Union Finance Minister Nirmala Sitharaman stated that while India’s inflation has exceeded the Reserve Bank of India’s (RBI) acceptable range of 2-6%, the government is actively implementing measures to curb it.
In March, India’s yearly retail inflation experienced its slowest increase in almost 15 months and remained below the central bank’s upper tolerance level for the first time this year. This was primarily attributed to lower food prices.
According to a separate Reuters poll, inflation was anticipated to average 5.2% in the current fiscal year, notably higher than the medium-term target of 4.0%.
As part of its efforts to control rising prices, the Reserve Bank of India (RBI) has increased the benchmark repurchase rate by a total of 250 basis points since May 2022. In the previous financial year, which concluded on March 31, the RBI projected the average annual retail inflation to be 6.5%.

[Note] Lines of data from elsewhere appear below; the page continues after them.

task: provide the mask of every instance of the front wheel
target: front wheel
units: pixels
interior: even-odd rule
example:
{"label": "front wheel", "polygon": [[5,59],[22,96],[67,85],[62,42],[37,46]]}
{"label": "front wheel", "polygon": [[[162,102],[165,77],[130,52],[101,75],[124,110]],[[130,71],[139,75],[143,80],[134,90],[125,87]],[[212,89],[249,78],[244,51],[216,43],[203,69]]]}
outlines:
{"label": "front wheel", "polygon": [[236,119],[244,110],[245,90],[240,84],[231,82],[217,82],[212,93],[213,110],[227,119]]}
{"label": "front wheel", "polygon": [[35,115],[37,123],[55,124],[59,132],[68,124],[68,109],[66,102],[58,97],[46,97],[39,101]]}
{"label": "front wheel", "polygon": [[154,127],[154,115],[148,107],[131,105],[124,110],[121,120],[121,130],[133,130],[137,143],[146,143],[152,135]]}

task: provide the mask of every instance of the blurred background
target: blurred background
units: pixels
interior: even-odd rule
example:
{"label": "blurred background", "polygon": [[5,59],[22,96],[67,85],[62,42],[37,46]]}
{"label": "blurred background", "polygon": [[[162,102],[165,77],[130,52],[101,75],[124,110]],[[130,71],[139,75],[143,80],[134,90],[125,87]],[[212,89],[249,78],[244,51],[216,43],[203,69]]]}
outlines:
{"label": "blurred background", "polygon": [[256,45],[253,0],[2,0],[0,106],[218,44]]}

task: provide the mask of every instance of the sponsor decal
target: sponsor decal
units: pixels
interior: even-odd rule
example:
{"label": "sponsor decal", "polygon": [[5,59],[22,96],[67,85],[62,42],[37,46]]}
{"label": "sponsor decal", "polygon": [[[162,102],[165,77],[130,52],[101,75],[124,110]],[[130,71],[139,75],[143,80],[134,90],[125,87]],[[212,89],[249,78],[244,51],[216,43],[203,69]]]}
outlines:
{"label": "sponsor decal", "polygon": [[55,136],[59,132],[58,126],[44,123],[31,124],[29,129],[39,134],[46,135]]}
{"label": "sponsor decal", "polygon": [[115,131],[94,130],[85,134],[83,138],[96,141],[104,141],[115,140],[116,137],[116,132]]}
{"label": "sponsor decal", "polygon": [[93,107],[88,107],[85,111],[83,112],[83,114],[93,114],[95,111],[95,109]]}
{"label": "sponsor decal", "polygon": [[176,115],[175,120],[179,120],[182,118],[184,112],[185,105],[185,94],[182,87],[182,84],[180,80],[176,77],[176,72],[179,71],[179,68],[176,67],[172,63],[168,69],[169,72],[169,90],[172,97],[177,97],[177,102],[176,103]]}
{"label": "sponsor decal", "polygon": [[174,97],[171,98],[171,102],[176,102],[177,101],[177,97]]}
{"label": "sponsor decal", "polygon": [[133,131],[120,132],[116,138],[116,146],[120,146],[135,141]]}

In an unexpected development, the Monetary Policy Committee (MPC) recently opted to maintain the repo rate at 6.50%. During the press conference following the policy announcement, RBI Governor Shaktikanta Das clarified that this decision is a ‘pause and not a pivot’. The MPC’s objective is to evaluate the impact of the combined 250 basis points hike in policy rates implemented since May last year.
Deputy Governor Michael Patra further emphasised that this pause remains in effect until 10 am on June 8, 2023, when the governor unveils the next policy.